最初の基礎講座で実技演習(表現・手遊び・リズム遊びなど)を取り入れることで、高校生が楽しく、また、乳幼児に自信を持って積極的にかかわることができました。
それから助産院で生まれたばかりの赤ちゃんに出会い、小児科医院で乳児の健康診断時のお手伝いをすることで、赤ちゃんの発達度合いを実感することができます。

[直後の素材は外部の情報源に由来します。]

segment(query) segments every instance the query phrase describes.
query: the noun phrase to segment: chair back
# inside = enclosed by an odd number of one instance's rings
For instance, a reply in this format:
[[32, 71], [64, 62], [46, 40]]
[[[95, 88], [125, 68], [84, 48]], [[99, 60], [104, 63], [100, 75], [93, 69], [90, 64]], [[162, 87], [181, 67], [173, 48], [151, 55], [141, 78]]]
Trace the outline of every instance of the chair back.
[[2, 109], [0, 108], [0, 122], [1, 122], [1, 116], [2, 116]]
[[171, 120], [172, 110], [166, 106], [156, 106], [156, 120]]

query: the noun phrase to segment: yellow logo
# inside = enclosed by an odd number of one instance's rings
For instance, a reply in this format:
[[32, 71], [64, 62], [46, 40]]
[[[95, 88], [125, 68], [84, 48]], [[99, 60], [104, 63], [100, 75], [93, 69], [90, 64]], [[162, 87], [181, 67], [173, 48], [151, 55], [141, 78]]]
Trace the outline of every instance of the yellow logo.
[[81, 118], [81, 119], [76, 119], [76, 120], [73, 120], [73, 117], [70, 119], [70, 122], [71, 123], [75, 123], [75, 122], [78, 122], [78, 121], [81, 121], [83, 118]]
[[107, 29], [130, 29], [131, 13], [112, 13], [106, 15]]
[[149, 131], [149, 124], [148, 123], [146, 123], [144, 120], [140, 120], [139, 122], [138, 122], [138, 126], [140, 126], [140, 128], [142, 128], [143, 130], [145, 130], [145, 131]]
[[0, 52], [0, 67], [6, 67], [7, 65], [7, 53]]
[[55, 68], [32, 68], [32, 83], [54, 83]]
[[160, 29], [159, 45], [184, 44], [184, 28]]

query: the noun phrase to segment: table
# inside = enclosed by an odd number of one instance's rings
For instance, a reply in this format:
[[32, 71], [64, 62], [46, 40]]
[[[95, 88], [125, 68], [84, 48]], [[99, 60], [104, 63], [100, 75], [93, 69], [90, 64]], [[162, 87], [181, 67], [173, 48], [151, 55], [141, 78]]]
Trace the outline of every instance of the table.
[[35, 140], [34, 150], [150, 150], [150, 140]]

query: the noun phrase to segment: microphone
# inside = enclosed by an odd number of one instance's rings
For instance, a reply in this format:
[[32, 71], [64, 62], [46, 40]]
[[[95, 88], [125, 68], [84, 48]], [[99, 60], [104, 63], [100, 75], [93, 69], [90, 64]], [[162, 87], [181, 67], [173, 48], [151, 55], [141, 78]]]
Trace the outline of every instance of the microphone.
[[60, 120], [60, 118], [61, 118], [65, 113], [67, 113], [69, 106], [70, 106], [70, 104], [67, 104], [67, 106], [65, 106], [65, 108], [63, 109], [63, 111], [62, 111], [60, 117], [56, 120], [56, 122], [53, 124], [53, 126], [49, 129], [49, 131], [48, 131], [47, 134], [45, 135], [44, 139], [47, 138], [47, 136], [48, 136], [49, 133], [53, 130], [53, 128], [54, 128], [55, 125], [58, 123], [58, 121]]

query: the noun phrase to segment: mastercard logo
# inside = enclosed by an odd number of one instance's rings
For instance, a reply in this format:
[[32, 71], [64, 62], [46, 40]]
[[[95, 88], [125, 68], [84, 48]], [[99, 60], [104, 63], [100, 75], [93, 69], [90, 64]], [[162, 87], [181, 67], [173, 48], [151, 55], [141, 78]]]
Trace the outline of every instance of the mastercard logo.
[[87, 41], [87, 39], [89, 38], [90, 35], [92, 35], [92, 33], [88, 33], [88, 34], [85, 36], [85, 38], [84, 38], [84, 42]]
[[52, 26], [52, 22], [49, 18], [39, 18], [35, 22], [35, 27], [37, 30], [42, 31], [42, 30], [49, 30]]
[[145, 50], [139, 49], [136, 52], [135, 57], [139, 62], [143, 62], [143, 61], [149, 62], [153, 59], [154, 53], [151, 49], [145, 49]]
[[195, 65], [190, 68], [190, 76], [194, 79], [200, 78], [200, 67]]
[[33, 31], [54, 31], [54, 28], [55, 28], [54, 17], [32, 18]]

また、今回の運動会形式は始めてでしたが、皆がとっても楽しく参加できたようで大成功。嬉しいです。」
―最後に、三澤さんから、高校生へメッセージ。
「たくさんの小さな子達の耀きに出会えたとき、大学生、高校生の皆さんもきらめいていました。いのちを生みだす事・育てることの尊さ、いのちを繋ぐこと・守ることの大切さなどを学び、生きてることの素晴らしさを感じ取ってくれればと思っています。近い将来、仕事でまた家庭をもってからの自らの子育てにつまずきそうなとき、このときの想いを引き出してください。」
[参加高校の紹介]
神奈川県立寒川高校のみなさん
寒川高校のいいところ「自然豊か」「購買のマフィンがおいしい」
[主催団体紹介]
NPO法人はぐはぐのみなさん
子育てを頑張っている若いお母さん・お父さんを応援しようと、2007年に立ち上げ、一時保育や、子サロン、親子サロン、母親サロンなどの広場的事業を実施。
―代表三澤米子さんのこぼれ話
三澤さんは、57歳で大学(児童学部こども心理学科)に入学。入学式で若い学生に混じって起立したところ、「保護者の方は起立しなくていいです。」と言われてしまったそうです。
「外国語と情報処理には苦労しましたが、その他の授業はどれも充実して、楽しく、宝のような時間でした。」と三澤さん。大学生時代に身につけたパソコンスキルはその後も活用中とのことです。